Banking on Violence?
By Barbara Rose Johnston
On July 7, 2006, Spanish National Court Judge Santiago Pedraz issued an international arrest order for two former Guatemalan military dictators, Efrain Rios Montt and Oscar Humberto Mejia Victores, along with five others accused of genocide and other crimes against humanity during Guatemala's civil war.
His action follows an aborted effort to depose Rios Montt and others in Guatemala the previous week, and signals Spanish intent to proceed with the case filed by Guatemalan Nobel Prize laureate Rigoberta Menchú, whose father and 38 other people were killed during a government siege on the Spanish Embassy in Guatemala City in 1980. The warrant cites an array of actions and events including the Río Negro massacre, orders a freeze upon the financial assets of the accused, and has been lodged with Interpol and Europol making the warrants and financial freeze of assets effective throughout the world.

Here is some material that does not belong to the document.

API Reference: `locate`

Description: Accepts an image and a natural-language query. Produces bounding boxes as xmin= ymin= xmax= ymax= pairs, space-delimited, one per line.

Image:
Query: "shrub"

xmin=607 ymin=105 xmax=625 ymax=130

Amazingly, this news of a renewed effort to prosecute parties responsible for genocide in Guatemala received scant mention in the Washington Post and no mention in the New York Times.
The lack of interest in reporting the news that a Spanish court had issued warrants for the arrest of three former Guatemalan heads of state who are charged with genocide is perhaps explained by the long historical friendship between the accused and the United States, as well as the fact that Guatemala is a very busy place these days.